'He was only camping here, you see,' observed Dr Fell, and pointed with the cane. 'Ready to cut and run as soon as he got the dibs. A perfect scheme nobly executed. And instead of that... Stop a bit 1'
On the floor beside the bed was an ashtray with two or three cigar-stubs. Beside it stood a tumbler partly full of stale, beaded water, and a tiny bottle. Following the doctor's inquiring glance, Hadley picked up the bottle. It contained a few small white pills, and he carried it to the window to read the label.
'Luminal,' said the superintendent 'Quarter-grain tablets.'
'That's all right,' interposed Dick. 'It was mentioned last night that he'd brought some luminal with him. Middlesworth told him he could take a quarter-grain if his back got very painful.'
Dr Fell reflected.
'A quarter-grain? No more?'
'That's what Middlesworth said, anyway.'
'And I rather imagine his wound was paining him ?'
'Like the devil. He wasn't faking about that much, I'll swear.'
'No!' rumbled Dr Fell, shaking his head violently and making a very dismal face. 'No, no, no, no, no! Look here, Hadley. It's not in human nature for De Villa to have been as moderate as that!'
' How do you mean ?'
'Well, suppose you were in that position? Suppose you're a strung-up, imaginative chap, facing a long night with a painful bullet-wound? And you've got plenty of luminal handy. Would you stop short with a modest quarter-grain? Wouldn't you give yourself a thorough-good dose and make sure you went off heavily to sleep ?'
'Yes,' admitted Hadley,' I suppose I would. But -'
'We are trying,' roared Dr Fell, taking a few lumbering strides to and from the door,' to reconstruct the prelude to this crime. And what have we got?'
'Not a hell of a lot, if you want my candid opinion.'
'All the same, follow De Villa's movements. His guests leave him at eleven. He's already in his pyjamas, dressing-gown, and slippers, so he doesn't have to undress. He comes upstairs to this room.'
Here Dr Fell's wandering glance encountered the plaited dressing-gown-cord, which protruded from the suit-case. He stared at it, pulling at his under-lip.

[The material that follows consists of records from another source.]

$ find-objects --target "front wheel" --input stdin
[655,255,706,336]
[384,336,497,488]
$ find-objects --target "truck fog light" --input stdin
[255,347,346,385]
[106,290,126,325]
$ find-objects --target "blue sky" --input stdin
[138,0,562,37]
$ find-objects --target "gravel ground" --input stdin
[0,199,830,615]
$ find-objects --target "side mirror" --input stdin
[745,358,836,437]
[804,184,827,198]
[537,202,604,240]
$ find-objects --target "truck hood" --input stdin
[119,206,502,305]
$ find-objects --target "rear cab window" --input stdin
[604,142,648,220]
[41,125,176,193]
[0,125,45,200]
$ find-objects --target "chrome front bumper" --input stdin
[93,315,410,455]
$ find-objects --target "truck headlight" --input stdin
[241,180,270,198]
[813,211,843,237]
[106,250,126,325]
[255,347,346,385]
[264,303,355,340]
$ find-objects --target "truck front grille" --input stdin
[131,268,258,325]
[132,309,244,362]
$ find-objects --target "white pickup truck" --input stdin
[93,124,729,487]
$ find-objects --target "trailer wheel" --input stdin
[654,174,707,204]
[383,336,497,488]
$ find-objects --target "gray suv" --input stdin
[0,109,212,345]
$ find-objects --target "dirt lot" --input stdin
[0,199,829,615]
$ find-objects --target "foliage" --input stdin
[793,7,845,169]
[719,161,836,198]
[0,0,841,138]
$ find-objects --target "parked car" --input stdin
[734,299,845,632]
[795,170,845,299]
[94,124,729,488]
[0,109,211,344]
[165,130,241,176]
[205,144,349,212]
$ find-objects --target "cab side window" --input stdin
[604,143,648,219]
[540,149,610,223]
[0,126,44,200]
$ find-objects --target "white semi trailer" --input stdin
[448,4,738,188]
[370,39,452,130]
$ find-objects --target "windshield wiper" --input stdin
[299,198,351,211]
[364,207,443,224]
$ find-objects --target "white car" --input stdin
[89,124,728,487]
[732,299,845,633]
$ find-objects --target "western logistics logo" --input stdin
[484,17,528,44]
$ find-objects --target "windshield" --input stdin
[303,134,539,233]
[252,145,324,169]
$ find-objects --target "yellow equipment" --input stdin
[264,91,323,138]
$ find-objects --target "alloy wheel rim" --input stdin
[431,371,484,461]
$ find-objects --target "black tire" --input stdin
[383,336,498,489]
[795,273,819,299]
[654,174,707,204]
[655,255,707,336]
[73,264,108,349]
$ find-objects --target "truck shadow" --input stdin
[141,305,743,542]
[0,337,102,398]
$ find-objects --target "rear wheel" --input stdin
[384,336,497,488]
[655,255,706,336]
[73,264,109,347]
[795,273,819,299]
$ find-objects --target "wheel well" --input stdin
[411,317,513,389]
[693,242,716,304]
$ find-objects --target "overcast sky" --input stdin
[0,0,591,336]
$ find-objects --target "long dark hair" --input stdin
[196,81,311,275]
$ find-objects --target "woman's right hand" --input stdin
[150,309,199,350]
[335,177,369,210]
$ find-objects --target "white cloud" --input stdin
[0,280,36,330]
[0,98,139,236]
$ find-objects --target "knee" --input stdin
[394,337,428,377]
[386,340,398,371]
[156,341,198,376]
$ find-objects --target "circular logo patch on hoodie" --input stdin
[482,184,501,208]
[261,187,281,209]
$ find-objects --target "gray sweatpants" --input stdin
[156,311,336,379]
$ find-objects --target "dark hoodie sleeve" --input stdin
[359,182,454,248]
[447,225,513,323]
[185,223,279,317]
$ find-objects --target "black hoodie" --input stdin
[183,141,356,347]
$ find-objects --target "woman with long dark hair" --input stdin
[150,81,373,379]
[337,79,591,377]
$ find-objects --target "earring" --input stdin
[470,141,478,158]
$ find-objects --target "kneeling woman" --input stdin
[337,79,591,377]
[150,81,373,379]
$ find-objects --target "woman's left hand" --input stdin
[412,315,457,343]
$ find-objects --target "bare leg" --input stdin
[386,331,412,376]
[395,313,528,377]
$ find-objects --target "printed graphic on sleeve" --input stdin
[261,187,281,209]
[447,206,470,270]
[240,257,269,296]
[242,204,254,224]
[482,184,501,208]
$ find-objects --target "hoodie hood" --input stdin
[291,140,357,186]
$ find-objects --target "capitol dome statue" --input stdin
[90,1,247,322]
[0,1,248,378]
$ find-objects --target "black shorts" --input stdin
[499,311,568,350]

'I say, Hadley. De Villa's body was found this morning in pyjamas and dressing-gown. I didn't notice myself; but do you happen to remember whether the dressing-gown-cord was attached to the dressing-gown?' He looked at Dick. 'What about you, my boy?'
'I don't remember,' Dick confessed.
'Neither do I,' said Hadley. 'But the stuff is at the Hawkstone mortuary now. We can easily ring up and inquire.'
Dr Fell's gesture dismissed the subject.
'Anyway, follow our reconstruction of the dark hours before the murder. De Villa comes up here to bed. He fetches a glass of water. He takes a thorough-good dose of luminal, and sits up in bed to finish a cigar - vide ashtray - while the drug takes effect. And then...'
Hadley snorted derisively.
'And then,' said Hadley, 'he gets up and goes downstairs at five o'clock in the morning?' 'Apparently, yes.' 'But why?'
'That,' Dr Fell said abruptly, 'is what I hope Mr Markham can tell us here and now. Come downstairs.'
The sitting-room below looked far less repulsive when no motionless figure sat at the writing-table. The Hawkstone technical men had already covered the room for photographs and finger-prints. And the hypodermic syringe had been removed, though the .22 rifle still stood propped up by the fireplace and the box of spilled drawing-pins lay on the floor beside the easy-chair.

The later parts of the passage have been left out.